Dunkin’ Donuts was working with two different franchisees in North Alabama. One wanted to open a shop in Trussville. The other wanted to open a shop in Madison. A “Development Manager” at Dunkin’ Donuts was assisting both franchisees in various maters, including lease negotiations. Both locations were negotiating with the same landlord, who owned properties in both cities. We’ll just call all these people “Madison,” and “Trussville” and “Landlord” and “Dunkin”
Trussville was further along in lease negotiations than Madison. Trussville had draft leases being circulated. They intentionally did not contain a Tenant Improvement Allowance (TIA), because that was not part of their deal. Madison had only a Letter of Intent, which contained a $40,000 TIA commitment by the Landlord.
Dunkin suggested to Madison that it might save legal fees by working off the draft Trussville lease, and modifying it to suit the Madison deal. Madison thought that was a great idea. Dunkin sent copies of the Trussville drafts to Madison.
Madison had a lawyer, who set up the legal entities, but that lawyer was never hired for lease negotiations. Madison did get its lawyer involved over negotiating one particular clause of the lease, but that was resolved to Madison’s satisfaction. Madison’s lawyer was not involved in making sure the lease conformed to the Letter of Intent.
Well, you can see the problem coming a mile away, can’t you? Madison could not. It was too caught up in the excitement of getting the deal done, opening the store, and saving legal fees.
Madison’s signed lease did not contain the TIA provision. To make matter worse, the signed lease contained one of those “boilerplate” clauses that nobody ever reads. It said: All the parties’ negotiations were contained in the lease document itself. If it wasn’t in the lease, it wasn’t agreed to.
Pretty quickly after lease signing, the parties started arguing about the $40,000. Madison sued the Landlord, claiming fraud and mistake. It asked the court to re-do the lease and make it comply with the Letter of Intent. It also asked for damages.
The trial court agreed with the Madison, and awarded $40,000 compensatory damages plus interest, and another $20,000 in punitive damages.

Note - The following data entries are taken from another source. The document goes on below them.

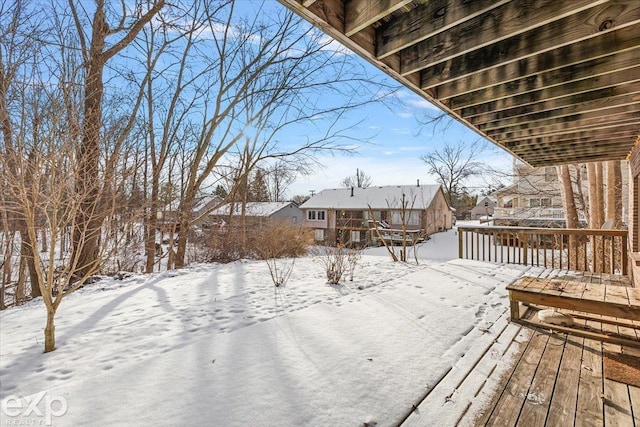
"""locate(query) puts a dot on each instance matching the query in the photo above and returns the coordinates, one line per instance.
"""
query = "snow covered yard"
(219, 345)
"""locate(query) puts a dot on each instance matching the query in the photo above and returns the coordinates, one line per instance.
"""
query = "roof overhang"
(550, 81)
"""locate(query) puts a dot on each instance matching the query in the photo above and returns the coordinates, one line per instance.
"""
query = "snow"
(218, 344)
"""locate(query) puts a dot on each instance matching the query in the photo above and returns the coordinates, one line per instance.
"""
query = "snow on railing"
(540, 212)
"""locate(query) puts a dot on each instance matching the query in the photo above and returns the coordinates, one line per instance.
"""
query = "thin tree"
(453, 165)
(96, 52)
(359, 180)
(270, 72)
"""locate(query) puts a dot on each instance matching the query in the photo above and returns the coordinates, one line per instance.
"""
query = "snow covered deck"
(219, 345)
(402, 344)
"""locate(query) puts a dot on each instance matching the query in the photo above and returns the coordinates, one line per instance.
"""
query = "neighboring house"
(535, 198)
(202, 211)
(350, 215)
(169, 216)
(484, 208)
(259, 213)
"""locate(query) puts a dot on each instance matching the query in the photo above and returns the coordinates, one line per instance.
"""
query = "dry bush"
(336, 261)
(269, 241)
(225, 246)
(279, 245)
(281, 240)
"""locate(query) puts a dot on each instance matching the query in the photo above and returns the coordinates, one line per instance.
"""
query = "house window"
(316, 215)
(412, 218)
(550, 174)
(536, 203)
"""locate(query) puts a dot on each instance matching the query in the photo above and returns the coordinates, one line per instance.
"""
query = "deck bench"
(611, 300)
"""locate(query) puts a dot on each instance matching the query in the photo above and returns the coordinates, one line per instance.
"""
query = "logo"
(37, 409)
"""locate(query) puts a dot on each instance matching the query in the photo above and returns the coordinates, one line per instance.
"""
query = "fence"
(599, 251)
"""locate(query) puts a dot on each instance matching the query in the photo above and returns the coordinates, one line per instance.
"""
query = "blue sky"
(396, 140)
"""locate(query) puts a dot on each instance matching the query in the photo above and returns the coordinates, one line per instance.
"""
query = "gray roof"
(264, 209)
(385, 197)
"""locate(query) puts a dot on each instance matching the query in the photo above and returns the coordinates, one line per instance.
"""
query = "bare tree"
(278, 178)
(359, 180)
(266, 75)
(614, 193)
(96, 52)
(453, 165)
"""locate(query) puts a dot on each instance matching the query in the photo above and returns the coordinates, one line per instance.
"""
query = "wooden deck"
(532, 376)
(558, 379)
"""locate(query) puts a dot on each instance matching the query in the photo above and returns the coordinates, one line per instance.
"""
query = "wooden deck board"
(617, 406)
(562, 410)
(536, 405)
(513, 397)
(565, 385)
(634, 395)
(589, 405)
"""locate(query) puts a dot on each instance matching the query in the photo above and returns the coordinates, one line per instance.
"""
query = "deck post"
(515, 308)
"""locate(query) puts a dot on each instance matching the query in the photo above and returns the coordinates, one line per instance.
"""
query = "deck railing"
(599, 251)
(539, 212)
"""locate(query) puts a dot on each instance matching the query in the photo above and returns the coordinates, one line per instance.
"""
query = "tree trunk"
(89, 217)
(50, 331)
(571, 213)
(152, 224)
(599, 206)
(594, 221)
(614, 193)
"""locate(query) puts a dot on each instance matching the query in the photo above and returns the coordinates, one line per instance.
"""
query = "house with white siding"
(360, 216)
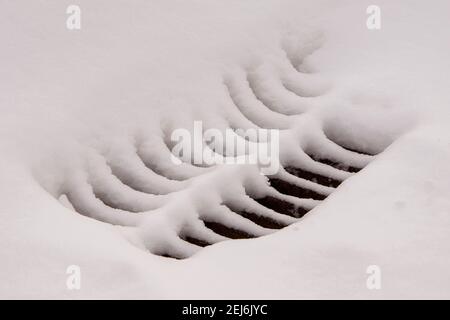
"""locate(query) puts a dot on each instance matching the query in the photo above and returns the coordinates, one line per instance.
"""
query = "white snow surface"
(137, 69)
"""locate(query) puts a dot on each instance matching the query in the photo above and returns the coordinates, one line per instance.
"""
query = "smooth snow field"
(89, 184)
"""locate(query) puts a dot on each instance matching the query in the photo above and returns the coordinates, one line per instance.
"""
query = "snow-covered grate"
(177, 209)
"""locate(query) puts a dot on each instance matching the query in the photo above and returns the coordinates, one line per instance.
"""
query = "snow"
(84, 111)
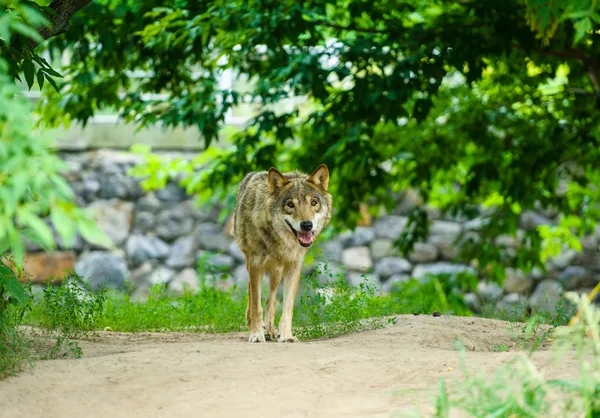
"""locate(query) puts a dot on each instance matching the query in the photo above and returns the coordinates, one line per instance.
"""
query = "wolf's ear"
(276, 180)
(320, 177)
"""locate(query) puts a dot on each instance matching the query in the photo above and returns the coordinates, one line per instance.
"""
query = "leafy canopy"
(472, 103)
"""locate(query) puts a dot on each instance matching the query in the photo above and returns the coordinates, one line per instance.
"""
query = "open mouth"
(304, 238)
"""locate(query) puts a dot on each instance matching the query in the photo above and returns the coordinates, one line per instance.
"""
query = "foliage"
(34, 195)
(470, 103)
(519, 390)
(71, 310)
(13, 349)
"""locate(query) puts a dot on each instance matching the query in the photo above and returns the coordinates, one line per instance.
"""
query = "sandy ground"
(381, 373)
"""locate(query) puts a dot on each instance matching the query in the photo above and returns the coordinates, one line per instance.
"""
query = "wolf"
(277, 218)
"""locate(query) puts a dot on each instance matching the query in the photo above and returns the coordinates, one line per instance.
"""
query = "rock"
(171, 193)
(472, 301)
(546, 296)
(564, 259)
(236, 253)
(185, 280)
(388, 266)
(423, 270)
(382, 247)
(574, 277)
(162, 275)
(446, 247)
(144, 222)
(173, 223)
(182, 253)
(530, 220)
(114, 217)
(211, 237)
(357, 258)
(489, 291)
(332, 251)
(217, 262)
(446, 229)
(90, 189)
(149, 203)
(42, 267)
(423, 253)
(516, 282)
(140, 248)
(360, 237)
(98, 266)
(394, 282)
(389, 227)
(513, 303)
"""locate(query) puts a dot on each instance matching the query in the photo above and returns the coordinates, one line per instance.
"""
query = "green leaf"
(582, 28)
(29, 71)
(52, 83)
(40, 77)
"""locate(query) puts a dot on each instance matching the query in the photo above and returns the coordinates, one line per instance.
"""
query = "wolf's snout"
(306, 225)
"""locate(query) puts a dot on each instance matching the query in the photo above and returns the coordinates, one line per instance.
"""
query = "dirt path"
(383, 373)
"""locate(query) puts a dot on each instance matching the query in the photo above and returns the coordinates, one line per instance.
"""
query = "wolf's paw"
(257, 337)
(288, 339)
(271, 334)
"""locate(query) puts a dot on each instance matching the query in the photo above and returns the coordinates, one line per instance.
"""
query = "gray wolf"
(277, 218)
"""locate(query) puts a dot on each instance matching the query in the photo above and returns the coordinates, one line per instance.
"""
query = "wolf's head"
(300, 203)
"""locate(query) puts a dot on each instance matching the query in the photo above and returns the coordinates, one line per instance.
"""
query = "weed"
(69, 311)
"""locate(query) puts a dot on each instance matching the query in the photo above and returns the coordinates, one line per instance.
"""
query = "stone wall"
(161, 235)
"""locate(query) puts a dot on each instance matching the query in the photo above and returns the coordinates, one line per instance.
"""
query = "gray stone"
(90, 187)
(217, 262)
(388, 266)
(394, 282)
(423, 253)
(489, 291)
(332, 251)
(447, 248)
(564, 259)
(173, 223)
(162, 275)
(98, 266)
(171, 193)
(185, 280)
(446, 229)
(182, 253)
(149, 203)
(472, 301)
(211, 237)
(114, 217)
(140, 277)
(144, 222)
(516, 282)
(382, 247)
(423, 270)
(389, 227)
(236, 253)
(513, 302)
(140, 248)
(360, 237)
(530, 220)
(574, 277)
(357, 258)
(546, 296)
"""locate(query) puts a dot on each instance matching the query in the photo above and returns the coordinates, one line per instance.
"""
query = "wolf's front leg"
(254, 310)
(291, 280)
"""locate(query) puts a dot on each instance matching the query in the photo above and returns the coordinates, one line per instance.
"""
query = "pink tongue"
(306, 237)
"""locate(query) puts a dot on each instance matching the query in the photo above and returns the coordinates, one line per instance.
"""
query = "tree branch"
(65, 9)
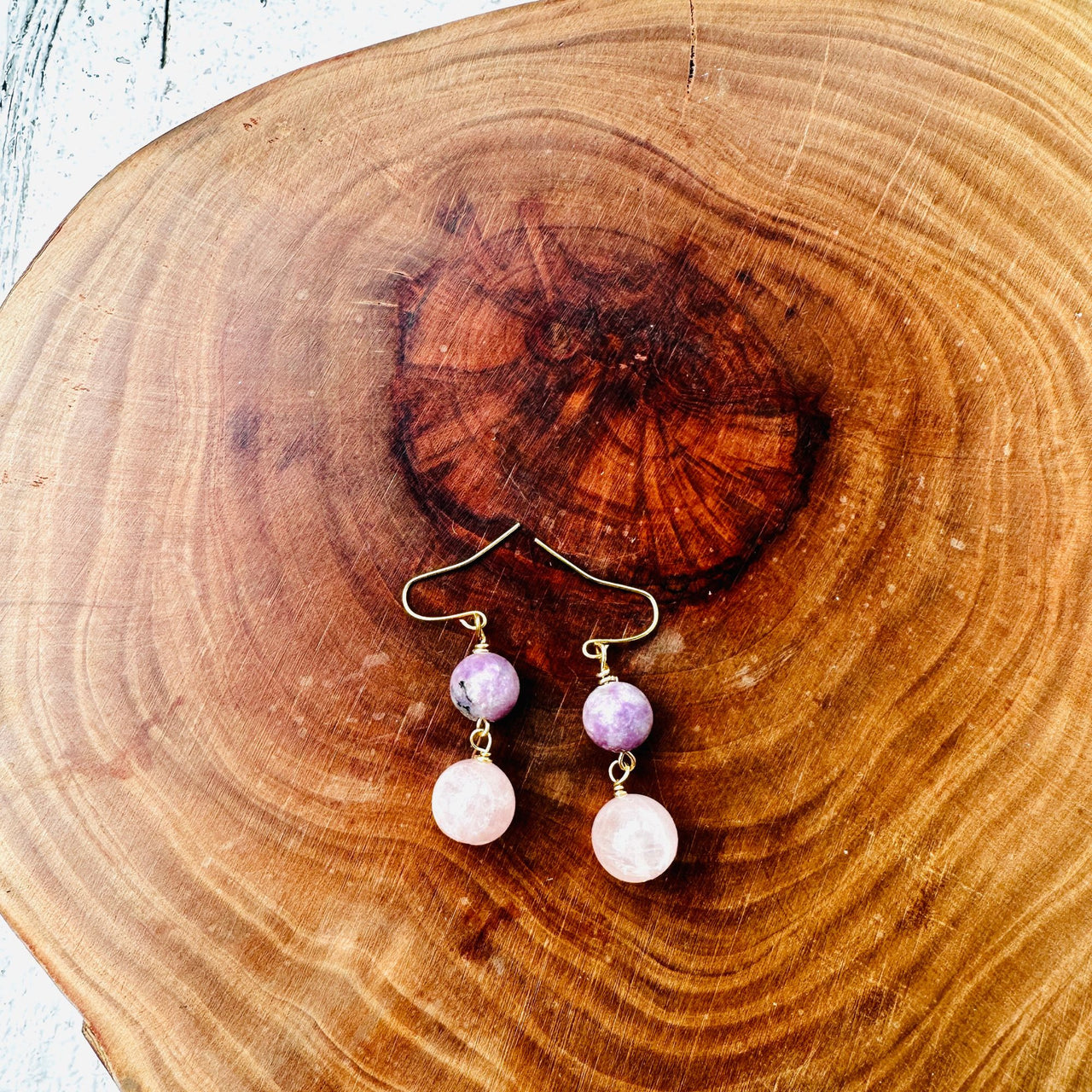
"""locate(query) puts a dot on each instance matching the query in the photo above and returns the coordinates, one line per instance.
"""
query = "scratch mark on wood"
(694, 50)
(811, 113)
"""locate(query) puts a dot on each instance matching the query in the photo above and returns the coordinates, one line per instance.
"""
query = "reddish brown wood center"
(592, 385)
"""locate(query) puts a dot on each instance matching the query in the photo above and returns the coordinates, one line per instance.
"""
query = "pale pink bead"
(473, 802)
(635, 838)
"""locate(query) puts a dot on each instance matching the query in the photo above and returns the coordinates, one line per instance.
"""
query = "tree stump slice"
(779, 309)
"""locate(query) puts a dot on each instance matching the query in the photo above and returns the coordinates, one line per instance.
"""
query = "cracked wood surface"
(799, 336)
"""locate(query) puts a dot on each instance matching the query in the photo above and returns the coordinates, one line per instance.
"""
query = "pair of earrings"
(634, 837)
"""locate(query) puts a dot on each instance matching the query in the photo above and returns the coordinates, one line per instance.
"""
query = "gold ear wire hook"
(478, 617)
(599, 646)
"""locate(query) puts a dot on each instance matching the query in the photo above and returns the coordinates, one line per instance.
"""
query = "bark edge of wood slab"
(781, 311)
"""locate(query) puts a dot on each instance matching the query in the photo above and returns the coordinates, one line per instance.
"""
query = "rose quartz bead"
(473, 802)
(617, 717)
(484, 685)
(635, 838)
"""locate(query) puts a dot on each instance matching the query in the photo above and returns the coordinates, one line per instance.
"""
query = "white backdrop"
(85, 84)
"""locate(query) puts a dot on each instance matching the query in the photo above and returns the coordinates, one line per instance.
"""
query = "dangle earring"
(634, 837)
(473, 800)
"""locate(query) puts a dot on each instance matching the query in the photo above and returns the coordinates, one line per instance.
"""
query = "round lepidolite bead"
(484, 685)
(473, 802)
(635, 838)
(617, 717)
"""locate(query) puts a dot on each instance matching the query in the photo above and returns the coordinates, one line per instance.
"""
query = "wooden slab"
(780, 308)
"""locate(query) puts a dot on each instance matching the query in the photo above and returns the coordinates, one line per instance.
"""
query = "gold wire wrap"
(472, 619)
(595, 648)
(482, 741)
(626, 764)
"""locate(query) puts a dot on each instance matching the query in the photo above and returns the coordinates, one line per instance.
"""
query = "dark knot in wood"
(607, 393)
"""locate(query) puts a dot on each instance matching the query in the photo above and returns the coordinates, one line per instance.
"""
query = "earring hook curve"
(478, 617)
(595, 648)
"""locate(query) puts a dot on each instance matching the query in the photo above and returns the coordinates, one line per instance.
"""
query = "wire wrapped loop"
(482, 741)
(619, 770)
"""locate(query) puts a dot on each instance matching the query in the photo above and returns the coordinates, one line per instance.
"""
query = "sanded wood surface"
(781, 309)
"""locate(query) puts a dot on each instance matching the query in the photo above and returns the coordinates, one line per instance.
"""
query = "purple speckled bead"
(617, 717)
(484, 685)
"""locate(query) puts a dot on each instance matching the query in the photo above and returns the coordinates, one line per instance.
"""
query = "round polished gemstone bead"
(635, 838)
(617, 717)
(473, 802)
(484, 685)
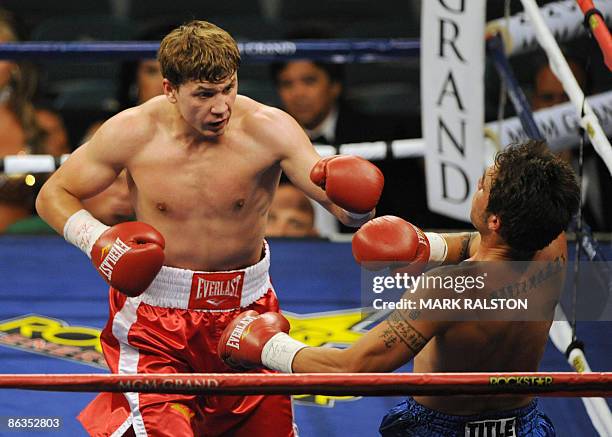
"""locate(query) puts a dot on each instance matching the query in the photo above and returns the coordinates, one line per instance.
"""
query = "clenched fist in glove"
(352, 183)
(253, 340)
(128, 255)
(390, 241)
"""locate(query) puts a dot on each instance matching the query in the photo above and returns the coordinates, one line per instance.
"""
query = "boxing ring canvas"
(53, 304)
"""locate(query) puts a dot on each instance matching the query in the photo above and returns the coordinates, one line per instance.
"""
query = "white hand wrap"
(82, 229)
(438, 248)
(279, 351)
(358, 216)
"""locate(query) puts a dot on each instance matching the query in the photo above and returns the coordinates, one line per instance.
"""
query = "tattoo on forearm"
(401, 330)
(466, 240)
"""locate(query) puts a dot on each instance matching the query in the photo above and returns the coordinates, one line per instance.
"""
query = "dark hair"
(534, 193)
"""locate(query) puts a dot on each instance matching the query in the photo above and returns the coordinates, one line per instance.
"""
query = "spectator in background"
(21, 131)
(140, 80)
(597, 182)
(312, 92)
(291, 214)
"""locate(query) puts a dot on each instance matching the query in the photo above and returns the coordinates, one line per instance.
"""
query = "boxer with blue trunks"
(411, 419)
(520, 208)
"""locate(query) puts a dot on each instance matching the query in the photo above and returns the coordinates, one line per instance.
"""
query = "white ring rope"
(564, 19)
(597, 408)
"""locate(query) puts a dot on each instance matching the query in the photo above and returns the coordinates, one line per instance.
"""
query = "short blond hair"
(198, 51)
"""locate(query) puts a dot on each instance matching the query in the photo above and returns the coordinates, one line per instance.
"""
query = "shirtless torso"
(494, 346)
(208, 195)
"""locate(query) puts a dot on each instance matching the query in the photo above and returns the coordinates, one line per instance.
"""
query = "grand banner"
(452, 98)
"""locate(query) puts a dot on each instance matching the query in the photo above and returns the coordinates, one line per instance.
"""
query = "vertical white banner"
(452, 99)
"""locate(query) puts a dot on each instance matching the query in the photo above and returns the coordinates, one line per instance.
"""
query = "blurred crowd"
(51, 107)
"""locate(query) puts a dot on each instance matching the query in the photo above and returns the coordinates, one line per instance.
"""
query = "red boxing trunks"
(174, 327)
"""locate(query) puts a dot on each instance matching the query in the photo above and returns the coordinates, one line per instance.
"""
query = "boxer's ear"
(493, 222)
(170, 91)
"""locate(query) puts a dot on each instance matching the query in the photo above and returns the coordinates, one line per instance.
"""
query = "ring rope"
(594, 21)
(371, 384)
(561, 69)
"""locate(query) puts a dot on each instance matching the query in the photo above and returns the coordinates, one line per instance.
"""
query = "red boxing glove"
(390, 241)
(350, 182)
(243, 340)
(129, 256)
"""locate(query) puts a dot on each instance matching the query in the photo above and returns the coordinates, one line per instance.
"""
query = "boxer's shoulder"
(133, 126)
(271, 126)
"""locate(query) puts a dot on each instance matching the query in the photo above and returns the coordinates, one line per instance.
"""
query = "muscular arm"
(461, 246)
(89, 170)
(389, 345)
(296, 153)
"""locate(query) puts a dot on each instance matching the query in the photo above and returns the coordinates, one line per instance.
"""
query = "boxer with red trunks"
(202, 164)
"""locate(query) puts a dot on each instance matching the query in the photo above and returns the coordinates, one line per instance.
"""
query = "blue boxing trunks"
(410, 418)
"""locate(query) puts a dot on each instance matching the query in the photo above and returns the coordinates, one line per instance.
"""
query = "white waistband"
(171, 288)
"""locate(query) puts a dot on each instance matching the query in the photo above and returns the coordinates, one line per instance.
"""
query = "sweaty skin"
(202, 166)
(442, 343)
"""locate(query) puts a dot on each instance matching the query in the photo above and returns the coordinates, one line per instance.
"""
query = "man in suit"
(312, 93)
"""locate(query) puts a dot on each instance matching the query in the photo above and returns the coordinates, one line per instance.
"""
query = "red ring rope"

The Alabama Court of Civil Appeals disagreed. There was no fraud. Everybody had the ability to read the lease before they signed it, so there was no “reasonable reliance” on statements made by the other party. People are supposed to read documents before they sign. Also, the lease could not be reformed, because of the clause I mentioned above. It’s usually called an Integration Clause or a Merger Clause. In other words, all negotiations are integrated (merged) into the written contract, and nothing outside the written contract remains open for later discussion.
Too bad for the Madison tenant, who wanted to save some money on legal fees. He was out the $40,000 TIA, plus the legal fees arguing about the problem. I bet the lawyer would have charged a whole lot less than that to review leases during negotiations. Remember, most lawyers actually ENJOY reading long documents and finding mistakes. It justifies our existence. Do you enjoy that, or would you rather play softball with your kids?
On a final note, always ask your lawyer if he or she has malpractice insurance, and annually get proof of continued coverage. Everybody makes mistakes. If you are okay with your lawyer not having malpractice coverage, at least make that decision knowingly, instead of being surprised later.